Keywords: Evolutionary Learning, Optimization, NLP
TL;DR: We propose MultiGA, a genetic optimization framework that seeds populations with outputs from multiple LLMs and uses an independent evaluator, leveraging complementary strengths to achieve high accuracy across diverse tasks.
Abstract: Large Language Models (LLMs) are widely used across various research domains to tackle complex tasks, but their performance can vary significantly depending on the task at hand. Compared to fine-tuning, inference-time optimization methods offer a more cost-effective way to improve LLM output. Evolutionary algorithms can be used to refine solutions iteratively, mimicking natural selection. To the best of our knowledge, there has not been exploration on leveraging the collective capabilities of multi-source seeding for LLM-guided genetic algorithms. In this paper, we introduce a novel approach, MultiGA, which applies genetic algorithm principles to address complex natural language tasks and reasoning problems by sampling from a diverse population of LLMs to initialize the population.
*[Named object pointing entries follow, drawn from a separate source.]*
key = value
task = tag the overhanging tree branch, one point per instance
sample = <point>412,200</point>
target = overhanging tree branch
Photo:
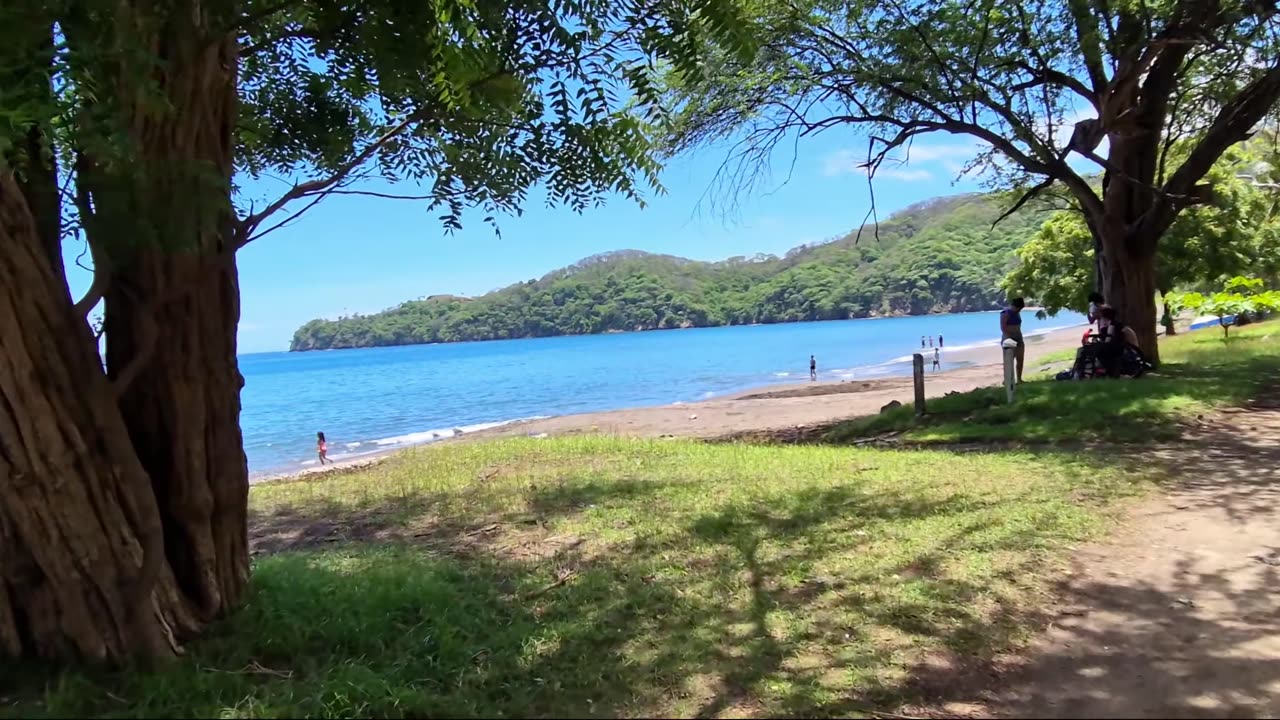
<point>248,226</point>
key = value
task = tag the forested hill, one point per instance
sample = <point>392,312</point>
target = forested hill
<point>940,255</point>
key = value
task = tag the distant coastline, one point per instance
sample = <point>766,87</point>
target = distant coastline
<point>941,256</point>
<point>684,327</point>
<point>762,409</point>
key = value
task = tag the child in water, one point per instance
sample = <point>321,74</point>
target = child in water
<point>323,449</point>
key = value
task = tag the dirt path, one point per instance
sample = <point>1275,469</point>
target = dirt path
<point>1179,614</point>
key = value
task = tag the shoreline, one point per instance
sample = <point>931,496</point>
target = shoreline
<point>753,410</point>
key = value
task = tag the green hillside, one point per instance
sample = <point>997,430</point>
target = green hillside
<point>936,256</point>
MultiGA generates a range of outputs from various parent LLMs, open source and closed source, and uses a neutral fitness function to evaluate them. Through an iterative recombination process, we mix and refine these generations until an optimal solution is achieved. Our results show that MultiGA converges to the accuracy of the LLM best fit for the task, and these insights lay the foundation for future research looking closer at integrating multiple LLMs for unexplored tasks in which selecting only one pre-trained model is unclear or suboptimal. We benchmark our approach using text-to-SQL code generation tasks, trip planning, GPQA benchmark for grad-level science questions, and the BBQ benchmark that measures bias in models. This work contributes to the growing intersection of evolutionary computation and natural language, highlighting the potential of biologically inspired algorithms to improve generative artificial intelligence selectivity and accuracy.